This first anniversary of these Chronicles is an appropriate moment for taking stock. Has this column been of cultural value? in other words, has it helped to promote the cause of love over resentment?

The GAlist has grown from 35 to over 170, and in June the Anthropoetics WWW site reached a new high of over 3000 accesses, exclusive of images. This modest expansion shows that there is indeed an audience for originary thinking in, or in between, the humanities and the social sciences.

For this anniversary column, I thought it would be useful to discuss a few underlying preoccupations of originary anthropology not altogether apparent from the definition of the human as the deferral of violence through representation.

The Critique of Liberalism

Some of my best friends, many subscribers to this list, and the vast majority of the intelligentsia are liberals. But current debates about affirmative action, welfare, and balanced budgets reflect the waning of liberalism; its fundamental intuitions are becoming counter-productive. The clearest sign of this is the increasingly sacrificial nature of liberal rhetoric, its increasing demonization of its opponents.

Liberalism is a deliberately anti-sacrificial, anti-ritual outlook with roots in the Enlightenment. Its fundamental discovery procedure is to search for the traces of the sacrificial in secular society. Any sign of disadvantage is interpreted as prima facie evidence of victimization. In a liberal polity, the vocation of the political order is to make up for this victimization by the granting of material compensation.

Liberal care for victims is not a minor accomplishment. A critique of liberalism must offer an alternative procedure for rooting out the sacrificial residues in our society. When is it appropriate to identify a class of victims? If our fundamental criterion of humanity is participation in the social dialogue, we must applaud the presence in the political conversation of members of groups previously excluded. The “majority” can no longer speak about “minorities” as external others; everything said must be sayable in the presence of all. But the newly included cannot inherit victimary rights from the previously excluded, however recent the inclusion. Dialogue is a postritual activity; it may have losers, but no victims. The external rhetoric of victimage is never appropriate from within.

In the current context, the Republican–and now Clintonian–rhetoric about balancing the budget “for the sake of our children” signifies less a concern for budgets or children than a need to transcend the liberal rhetoric of victimary compensation, which we can only do by balancing the claims of one group of innocents with those of another.  Originary thinking allows us to understand the trade-off in programs of group preference between the positive function of admitting new voices to the dialogue and the negative one of creating quasi-permanent categories of victims. It suggests that once the new conversation has begun, victimary language must be excluded lest it legitimize racial and ethnic resentments potentially far more damaging to the social order from within than from without.

Religion and Culture

Is this a historically progressive critique of liberalism? This can be reformulated as a religious question: Is there an alternative to the binary opposition of traditional religion and liberal secularism?
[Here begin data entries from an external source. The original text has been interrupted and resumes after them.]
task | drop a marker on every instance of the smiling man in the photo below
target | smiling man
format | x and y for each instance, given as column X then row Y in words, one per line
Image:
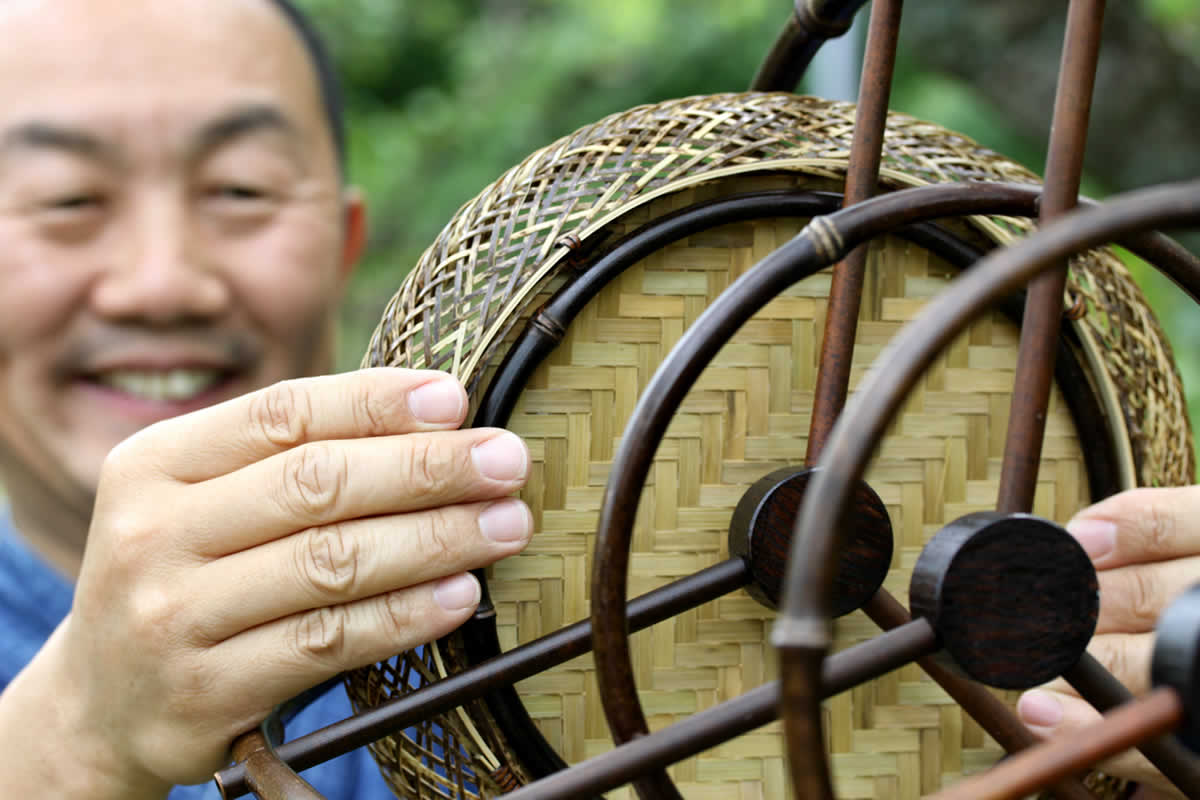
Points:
column 192, row 541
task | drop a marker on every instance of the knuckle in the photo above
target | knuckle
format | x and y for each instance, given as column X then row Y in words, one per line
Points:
column 435, row 536
column 1158, row 528
column 397, row 619
column 315, row 479
column 431, row 465
column 1109, row 655
column 321, row 633
column 373, row 408
column 133, row 542
column 281, row 414
column 1145, row 600
column 156, row 614
column 330, row 560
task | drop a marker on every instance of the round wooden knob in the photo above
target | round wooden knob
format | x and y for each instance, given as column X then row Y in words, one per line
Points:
column 1013, row 597
column 761, row 531
column 1176, row 660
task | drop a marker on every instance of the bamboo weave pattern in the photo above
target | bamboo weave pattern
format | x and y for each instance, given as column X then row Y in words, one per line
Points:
column 498, row 259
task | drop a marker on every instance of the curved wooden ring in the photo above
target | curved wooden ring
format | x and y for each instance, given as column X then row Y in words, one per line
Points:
column 802, row 635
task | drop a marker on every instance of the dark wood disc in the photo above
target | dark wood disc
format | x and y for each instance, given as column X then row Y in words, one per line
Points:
column 761, row 531
column 1013, row 597
column 1176, row 661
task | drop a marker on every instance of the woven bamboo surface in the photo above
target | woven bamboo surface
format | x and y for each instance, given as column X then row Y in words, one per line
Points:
column 749, row 414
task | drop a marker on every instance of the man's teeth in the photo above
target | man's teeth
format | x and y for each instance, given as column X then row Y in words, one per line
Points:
column 172, row 385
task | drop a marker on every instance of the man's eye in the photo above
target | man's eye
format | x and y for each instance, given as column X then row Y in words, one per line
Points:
column 237, row 192
column 76, row 203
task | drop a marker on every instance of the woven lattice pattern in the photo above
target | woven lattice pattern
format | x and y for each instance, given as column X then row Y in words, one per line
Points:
column 467, row 289
column 437, row 758
column 749, row 415
column 497, row 260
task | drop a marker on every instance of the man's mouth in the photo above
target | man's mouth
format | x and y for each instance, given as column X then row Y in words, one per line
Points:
column 174, row 385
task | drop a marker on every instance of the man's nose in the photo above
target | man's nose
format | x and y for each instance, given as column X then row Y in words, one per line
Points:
column 160, row 274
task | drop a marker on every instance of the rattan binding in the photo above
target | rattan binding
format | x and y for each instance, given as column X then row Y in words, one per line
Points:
column 505, row 250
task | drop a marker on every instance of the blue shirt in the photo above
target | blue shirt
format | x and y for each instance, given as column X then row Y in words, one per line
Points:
column 34, row 599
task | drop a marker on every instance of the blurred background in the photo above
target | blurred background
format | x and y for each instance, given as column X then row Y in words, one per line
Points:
column 444, row 96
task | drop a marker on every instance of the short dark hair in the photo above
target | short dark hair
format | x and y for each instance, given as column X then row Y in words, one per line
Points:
column 327, row 76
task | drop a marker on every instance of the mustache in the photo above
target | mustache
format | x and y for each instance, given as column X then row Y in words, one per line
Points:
column 90, row 348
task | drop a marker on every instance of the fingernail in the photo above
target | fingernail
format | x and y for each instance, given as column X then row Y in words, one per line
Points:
column 507, row 521
column 457, row 593
column 1041, row 709
column 1097, row 536
column 502, row 458
column 437, row 402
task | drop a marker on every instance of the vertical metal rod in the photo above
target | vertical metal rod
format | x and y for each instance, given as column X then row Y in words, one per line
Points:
column 1151, row 716
column 862, row 180
column 810, row 777
column 1043, row 306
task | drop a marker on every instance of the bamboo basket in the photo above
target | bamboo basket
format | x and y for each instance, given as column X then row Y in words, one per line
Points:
column 511, row 247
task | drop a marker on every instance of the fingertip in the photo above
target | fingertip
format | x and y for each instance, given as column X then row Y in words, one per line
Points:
column 1041, row 710
column 1098, row 537
column 457, row 593
column 441, row 401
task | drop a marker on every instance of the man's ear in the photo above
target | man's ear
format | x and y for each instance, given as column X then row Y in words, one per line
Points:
column 354, row 215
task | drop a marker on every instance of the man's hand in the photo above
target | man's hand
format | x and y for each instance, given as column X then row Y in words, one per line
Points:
column 249, row 551
column 1146, row 547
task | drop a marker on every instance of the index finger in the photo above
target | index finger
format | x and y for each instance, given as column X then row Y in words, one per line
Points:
column 383, row 401
column 1140, row 527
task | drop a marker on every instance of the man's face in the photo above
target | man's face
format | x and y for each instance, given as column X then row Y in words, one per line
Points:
column 173, row 230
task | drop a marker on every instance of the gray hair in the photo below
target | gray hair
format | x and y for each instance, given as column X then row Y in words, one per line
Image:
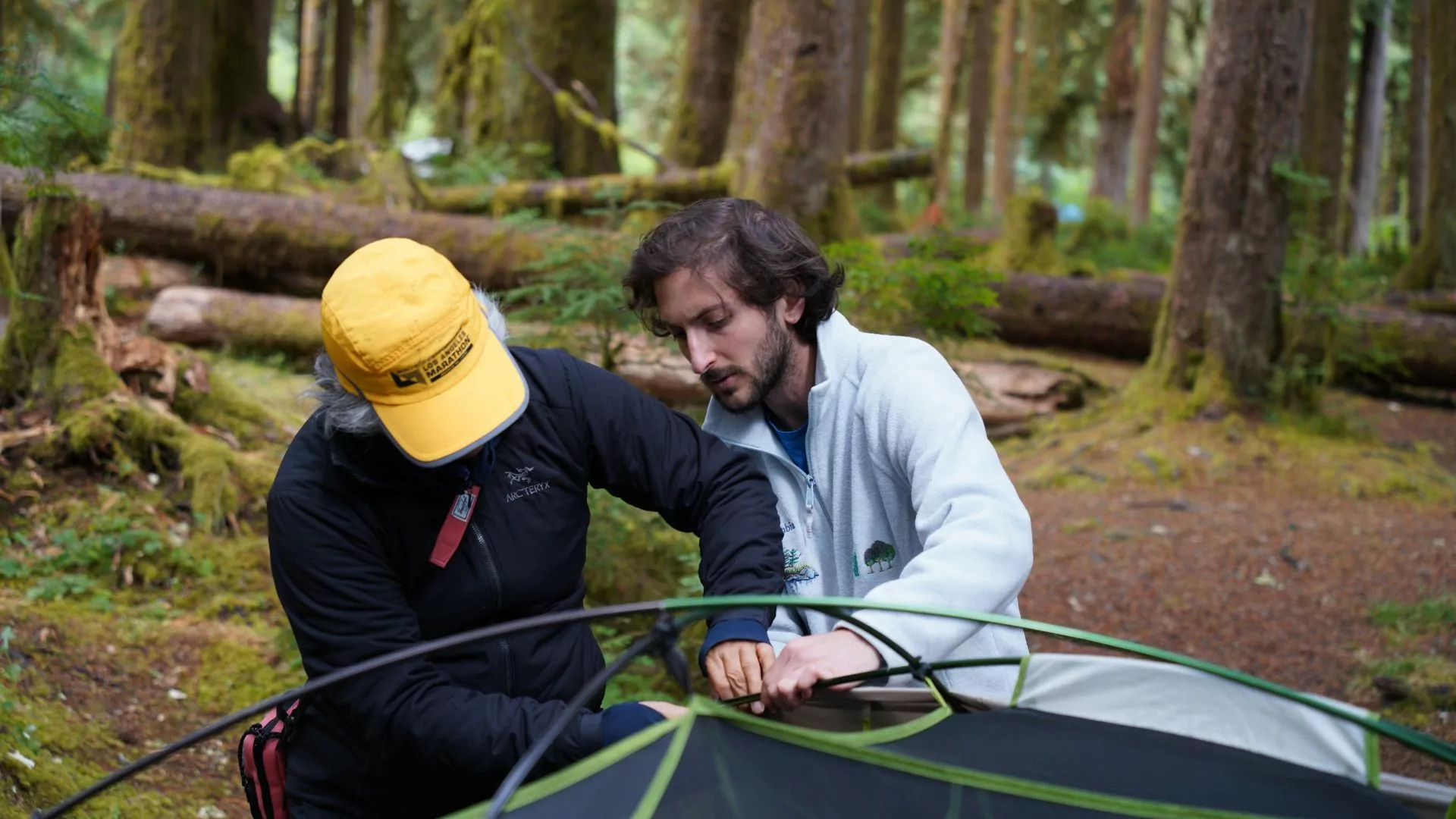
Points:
column 353, row 414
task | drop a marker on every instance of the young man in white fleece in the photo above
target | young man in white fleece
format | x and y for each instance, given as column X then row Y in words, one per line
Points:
column 887, row 485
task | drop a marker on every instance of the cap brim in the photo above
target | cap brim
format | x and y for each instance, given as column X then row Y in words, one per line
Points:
column 466, row 416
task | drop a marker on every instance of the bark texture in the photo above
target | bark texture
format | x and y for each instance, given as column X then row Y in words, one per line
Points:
column 1220, row 330
column 1433, row 262
column 886, row 66
column 309, row 85
column 951, row 58
column 979, row 102
column 570, row 41
column 1149, row 102
column 280, row 242
column 1323, row 131
column 57, row 254
column 1365, row 171
column 191, row 82
column 162, row 101
column 1114, row 140
column 343, row 71
column 859, row 64
column 788, row 139
column 705, row 82
column 1419, row 108
column 683, row 186
column 1003, row 137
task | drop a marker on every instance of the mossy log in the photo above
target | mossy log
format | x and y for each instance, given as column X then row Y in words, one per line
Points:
column 209, row 316
column 278, row 242
column 1117, row 318
column 686, row 186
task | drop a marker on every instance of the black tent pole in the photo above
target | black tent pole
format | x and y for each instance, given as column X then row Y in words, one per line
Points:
column 663, row 639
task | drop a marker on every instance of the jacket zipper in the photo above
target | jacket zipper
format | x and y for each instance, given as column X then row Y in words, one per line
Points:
column 500, row 601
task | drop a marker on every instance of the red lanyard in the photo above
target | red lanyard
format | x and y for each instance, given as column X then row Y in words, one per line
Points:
column 460, row 510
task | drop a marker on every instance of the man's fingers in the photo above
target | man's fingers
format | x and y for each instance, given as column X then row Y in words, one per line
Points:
column 753, row 673
column 715, row 675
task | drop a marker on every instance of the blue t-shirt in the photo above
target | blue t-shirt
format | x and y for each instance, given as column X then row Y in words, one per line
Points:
column 792, row 442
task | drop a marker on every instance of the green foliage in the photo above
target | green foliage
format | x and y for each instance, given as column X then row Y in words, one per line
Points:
column 1104, row 242
column 42, row 126
column 92, row 548
column 579, row 281
column 491, row 165
column 935, row 289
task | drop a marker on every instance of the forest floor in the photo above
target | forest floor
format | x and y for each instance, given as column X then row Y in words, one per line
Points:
column 1315, row 561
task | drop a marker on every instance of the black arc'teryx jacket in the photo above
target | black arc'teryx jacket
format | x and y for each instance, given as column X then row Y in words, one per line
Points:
column 351, row 526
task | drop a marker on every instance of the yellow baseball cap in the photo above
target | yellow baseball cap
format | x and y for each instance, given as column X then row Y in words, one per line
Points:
column 405, row 333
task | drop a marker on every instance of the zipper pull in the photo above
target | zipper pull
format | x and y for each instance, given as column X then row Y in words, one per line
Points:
column 808, row 506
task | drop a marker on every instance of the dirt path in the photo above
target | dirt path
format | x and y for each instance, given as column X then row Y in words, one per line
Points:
column 1257, row 573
Can the fundamental moral intuition that defends us from mimetic violence be founded on an anthropological hypothesis? Does the understanding of the link between language and the transcendental that is the heart of GA allow us to dispense with traditional religion, or, on the contrary, does it force us to recognize the inevitable specificity of historical revelations, as opposed to revelation in general?

Much more reflection is required on the relationship between the semiotic and the cultural-religious spheres. It seems almost too obvious that ideas about immortalityeternity, and the like are attributes of the sign that we attach to our idea of the sacred, or in other terms, that these sacred attributes are revealed to us only through their manifestation in language.

This idea finds little resonance in the religious thinking of any epoch, including our own. Yet the critique of ritual sacrifice, which reaches its high point in Christianity but is clearly present in Buddhism and in all modern religions, is explicitly related to the equation of the sacred with the linguistic: “In the beginning was the Word.” The Word is what defines us as not living by bread alone; it affirms our essence as spiritual before it is material. The elimination of material sacrifice (Jesus driving the merchants out of the Temple) brings the indefinite multiplication of goods (bread and fishes) modeled on the reproducibility of signs as opposed to things: if we truly share the Word, our material problems will pose us no difficulty. Deconstruction’s stab at this intuition was flawed by its naively victimary critique of phallogocentrism; in this, it followed the pattern of contemporary liberalism.

Love and Resentment

If GA would have us do without the consolations of religion, how does it help us to generate love from resentment? Does the originary understanding of the human grant us a deeper understanding of the role of love-relationships as oases and testing-grounds for the trials of the universal marketplace?

The current preoccupations of the intellectual world make it less rather than more eager to reflect on the unity of mimesis. As I wondered a few columns ago, is a generative hypothesis of the human possible? Is GA’s understanding of its problematic status in the dialogue of either the humanities or the social sciences a sufficient basis on which to create, as it has shown some signs of doing, its own dialogic space?

These are questions I hope to explore with you in these Chronicles and on the GAlist during the coming year.